Penyidik BKSDA Sumsel dan Kepolisian mengakui kesulitan mengatasi perdagangan satwa lindung itu. Kepala Kasi Wilayah Balai Penegakan Hukum LHK Sumsel Dodi Kurniawan mengatakan satwa-satwa itu beredar di pasar gelap.
“Satwa yang kita musnahkan itu yang kedapatan di Sumsel saja. Sebenarnya masih banyak yang lolos, bahkan keluar ke daerah lain, yakni Lampung, Pekanbaru, Medan,” katanya.
Dodi menceritakan timnya pernah suatu kali mengintai dan menangkap transaksi jual beli kulit harimau di halaman sebuah bank di Palembang pada 2017. Informasi didapatkan Tim Gakkum Kementerian LHK Sumsel lewat pantauan di media sosial. Modus dilakukan para pejual dan pembeli itu dengan memasukkan kulit harimau ke dalam kotak yang bertuliskan pempek.
“Setelah dibuka ternyata isinya dua lembar kulit harimau sumatera,” tuturnya.
Begitu juga dengan modus penyelundupan ke luar kota. Tempat-tempat umum, yakni terminal, dermaga, stasiun masih menjadi pilihan.

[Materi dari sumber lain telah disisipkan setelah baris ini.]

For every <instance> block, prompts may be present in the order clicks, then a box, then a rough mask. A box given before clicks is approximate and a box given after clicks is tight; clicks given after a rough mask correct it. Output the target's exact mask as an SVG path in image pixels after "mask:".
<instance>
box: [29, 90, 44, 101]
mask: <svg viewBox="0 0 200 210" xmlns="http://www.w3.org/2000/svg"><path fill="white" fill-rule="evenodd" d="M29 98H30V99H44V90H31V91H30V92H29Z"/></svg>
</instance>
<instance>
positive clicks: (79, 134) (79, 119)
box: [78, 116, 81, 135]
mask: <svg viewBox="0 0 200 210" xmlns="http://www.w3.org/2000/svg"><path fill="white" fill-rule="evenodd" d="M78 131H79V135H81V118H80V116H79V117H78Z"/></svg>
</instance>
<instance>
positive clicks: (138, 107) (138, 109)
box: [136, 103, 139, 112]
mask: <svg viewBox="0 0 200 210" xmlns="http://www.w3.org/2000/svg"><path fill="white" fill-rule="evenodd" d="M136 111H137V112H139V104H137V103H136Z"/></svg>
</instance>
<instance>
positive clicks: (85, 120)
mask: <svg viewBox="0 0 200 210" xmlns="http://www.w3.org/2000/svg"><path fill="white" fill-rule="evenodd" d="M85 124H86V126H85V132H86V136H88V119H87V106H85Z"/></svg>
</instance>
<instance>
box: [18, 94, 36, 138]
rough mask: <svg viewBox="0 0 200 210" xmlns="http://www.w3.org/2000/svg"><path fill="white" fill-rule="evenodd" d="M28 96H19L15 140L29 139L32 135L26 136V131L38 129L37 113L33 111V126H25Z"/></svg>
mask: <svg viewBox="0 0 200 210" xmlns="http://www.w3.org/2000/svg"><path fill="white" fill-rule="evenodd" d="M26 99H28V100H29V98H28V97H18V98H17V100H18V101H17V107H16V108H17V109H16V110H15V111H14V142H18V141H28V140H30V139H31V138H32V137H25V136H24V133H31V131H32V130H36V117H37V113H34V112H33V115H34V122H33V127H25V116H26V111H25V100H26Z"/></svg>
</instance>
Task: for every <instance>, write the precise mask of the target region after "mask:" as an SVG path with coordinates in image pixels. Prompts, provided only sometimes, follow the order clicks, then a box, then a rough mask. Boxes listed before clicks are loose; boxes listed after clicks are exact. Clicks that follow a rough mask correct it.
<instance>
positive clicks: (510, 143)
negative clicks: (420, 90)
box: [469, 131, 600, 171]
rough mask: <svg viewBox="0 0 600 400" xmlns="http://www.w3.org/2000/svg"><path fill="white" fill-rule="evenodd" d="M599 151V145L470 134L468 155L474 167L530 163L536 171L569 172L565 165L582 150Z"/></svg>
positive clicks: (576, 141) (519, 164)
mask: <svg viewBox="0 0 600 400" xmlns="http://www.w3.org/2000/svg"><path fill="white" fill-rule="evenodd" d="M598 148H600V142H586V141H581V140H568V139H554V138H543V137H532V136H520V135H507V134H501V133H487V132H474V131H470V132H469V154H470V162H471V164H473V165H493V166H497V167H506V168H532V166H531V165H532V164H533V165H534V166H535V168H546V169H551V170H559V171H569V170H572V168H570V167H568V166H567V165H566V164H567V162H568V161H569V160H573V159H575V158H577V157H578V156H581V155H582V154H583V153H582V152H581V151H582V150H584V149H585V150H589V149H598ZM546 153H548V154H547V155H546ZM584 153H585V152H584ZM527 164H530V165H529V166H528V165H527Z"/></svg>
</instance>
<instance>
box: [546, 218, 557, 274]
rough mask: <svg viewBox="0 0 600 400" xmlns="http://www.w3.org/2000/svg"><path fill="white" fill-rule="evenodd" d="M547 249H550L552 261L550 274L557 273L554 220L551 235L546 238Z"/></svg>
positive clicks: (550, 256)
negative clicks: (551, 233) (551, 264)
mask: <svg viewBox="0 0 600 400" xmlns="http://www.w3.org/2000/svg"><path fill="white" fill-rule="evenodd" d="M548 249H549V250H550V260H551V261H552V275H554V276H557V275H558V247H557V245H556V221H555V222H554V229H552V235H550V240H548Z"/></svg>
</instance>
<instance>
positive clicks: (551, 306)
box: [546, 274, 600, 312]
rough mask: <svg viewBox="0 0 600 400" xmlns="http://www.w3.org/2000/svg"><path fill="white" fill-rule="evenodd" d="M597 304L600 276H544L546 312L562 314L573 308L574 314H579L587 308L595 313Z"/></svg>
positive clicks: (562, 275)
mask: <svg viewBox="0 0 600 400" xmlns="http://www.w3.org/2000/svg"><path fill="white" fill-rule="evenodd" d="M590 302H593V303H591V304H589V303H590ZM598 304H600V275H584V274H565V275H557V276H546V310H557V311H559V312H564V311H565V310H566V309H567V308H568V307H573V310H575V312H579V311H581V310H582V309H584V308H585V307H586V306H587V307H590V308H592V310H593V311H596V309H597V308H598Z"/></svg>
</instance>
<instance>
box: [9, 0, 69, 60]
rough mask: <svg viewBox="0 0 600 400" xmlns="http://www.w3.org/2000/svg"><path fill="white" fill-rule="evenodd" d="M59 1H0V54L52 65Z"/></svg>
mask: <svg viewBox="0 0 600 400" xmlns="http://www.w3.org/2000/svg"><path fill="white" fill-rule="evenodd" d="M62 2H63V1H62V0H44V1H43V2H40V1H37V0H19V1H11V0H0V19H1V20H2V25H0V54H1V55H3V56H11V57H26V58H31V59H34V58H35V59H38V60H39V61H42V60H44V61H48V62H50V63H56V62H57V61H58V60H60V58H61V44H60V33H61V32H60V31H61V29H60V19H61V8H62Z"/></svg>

“Pelakunya ada dari masyarakat biasa, pengusaha dan pejabat negara,” katanya.
Alasan kepemilikan itu karena dari hobi, status sosial, investasi sampai demi kepercayaan dan mitos.
Dodi menjelaskan, penangkapan, melukai, memburu, menyimpan, memiliki, memelihara baik dalam keadaan utuh hidup dan juga dalam keadaan mati, termasuk memiliki barang-barang dari satwa yang dilindungi itu adalah pelanggaran UU No 5/1990 pasal 21 ayat 2. “Dalam pasal 40 ayat 2 UU KSDAHE, melakukan kejahatan itu akan dipidana paling lama 5 tahun dan denda paling banyak seratus juta,” katanya.